Jean-François PIRSON
EXPOSITION

VERNISSAGE

11/02/2021 à 18:00

FINISSAGE

13/03/2021 à 18:00

Chemins d’être

Du 12/02/2021 au 13/03/2021

Ces mots qui ont du corps

En correspondance avec ODRADEK[1], Jean-François Pirson et Francis Schmetz participent à la ligne de la galerie en exposant leurs carnets de dessins ainsi que différents travaux d’atelier.

Suivant la démarche phénoménologique du retour aux choses elles-mêmes, les deux artistes se déplacent sans cesse pour élargir le champ de leur perception de la vie quotidienne. Il s’agit de privilégier l’échange qui a lieu dans la rencontre avec le donné, le perçu.
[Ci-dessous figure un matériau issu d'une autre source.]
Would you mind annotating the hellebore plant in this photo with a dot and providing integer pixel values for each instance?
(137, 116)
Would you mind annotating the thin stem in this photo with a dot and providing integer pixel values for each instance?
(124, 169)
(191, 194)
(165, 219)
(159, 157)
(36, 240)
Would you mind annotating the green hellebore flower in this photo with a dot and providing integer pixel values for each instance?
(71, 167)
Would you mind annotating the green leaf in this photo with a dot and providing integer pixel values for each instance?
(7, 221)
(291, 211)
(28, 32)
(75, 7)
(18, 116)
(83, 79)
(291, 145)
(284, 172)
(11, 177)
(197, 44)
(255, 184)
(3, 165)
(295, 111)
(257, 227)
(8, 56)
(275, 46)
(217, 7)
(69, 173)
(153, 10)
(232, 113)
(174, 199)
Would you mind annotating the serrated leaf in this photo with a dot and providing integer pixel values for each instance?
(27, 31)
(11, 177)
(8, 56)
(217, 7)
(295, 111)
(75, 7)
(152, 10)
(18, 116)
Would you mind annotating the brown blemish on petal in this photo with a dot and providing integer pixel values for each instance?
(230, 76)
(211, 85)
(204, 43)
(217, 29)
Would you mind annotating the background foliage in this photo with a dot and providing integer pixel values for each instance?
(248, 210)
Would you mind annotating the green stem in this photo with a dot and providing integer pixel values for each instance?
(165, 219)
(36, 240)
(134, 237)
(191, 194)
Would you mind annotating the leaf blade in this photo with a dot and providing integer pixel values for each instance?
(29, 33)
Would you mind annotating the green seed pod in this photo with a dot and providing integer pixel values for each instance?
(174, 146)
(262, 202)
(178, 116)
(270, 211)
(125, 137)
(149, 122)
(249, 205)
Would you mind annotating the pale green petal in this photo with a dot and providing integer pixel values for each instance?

Dans leur étude des phénomènes, c’est-à-dire de ce qui apparaît à la conscience, ils cherchent à développer divers modes de connivence avec ce qu’ils rencontrent. Par l’énergie se développant de traits en traits, des formes surgissent sur une surface en tension. Le rythme les fait vivre, il ouvre l’espace du carnet. C’est alors que de feuillets en feuillets une présence se révèle, quelque chose se montre.

L’atmosphère se dégageant des carnets laisse parler l’environnement et l’intentionnalité des artistes. Voilà donc comment, n’aimant pas aller droit au but, ils quittent les chemins de la connaissance et de la représentation classique. Dès lors, plus question de séparer l’écriture du dessin mais bien plutôt de mettre en mouvement des lignes et de recourir à des traces ou des mots-traces, seulement quelques traits pour réconcilier les mots et les choses. Les mots que l’on rencontre ou approche dans les carnets font corps avec ce qu’ils désignent.

Pour Jean-François Pirson et Francis Schmetz tout se passe comme si le langage ne venait pas d’une construction artificielle déconnectée du réel : au contraire il ex-iste en harmonie avec le monde. Nous voici donc en présence d’un rapprochement mot-chose. Par petites traces et traits, des expériences vécues nous sont confiées. Rien de tapageur si ce n’est que d’inaccoutumés chemins s’ouvrent, inaugurant de nouvelles facultés de perception.

A la recherche de l’intériorité des choses, c’est-à-dire de leur énergie ou encore de leur dynamisme, ces carnets présentent modestement des formes à interpréter et méditer.

Simone Schuiten

 

[1] Odradek est un objet ambigu qui apparaît et disparaît dans la nouvelle de Kafka : Le souci du père de famille.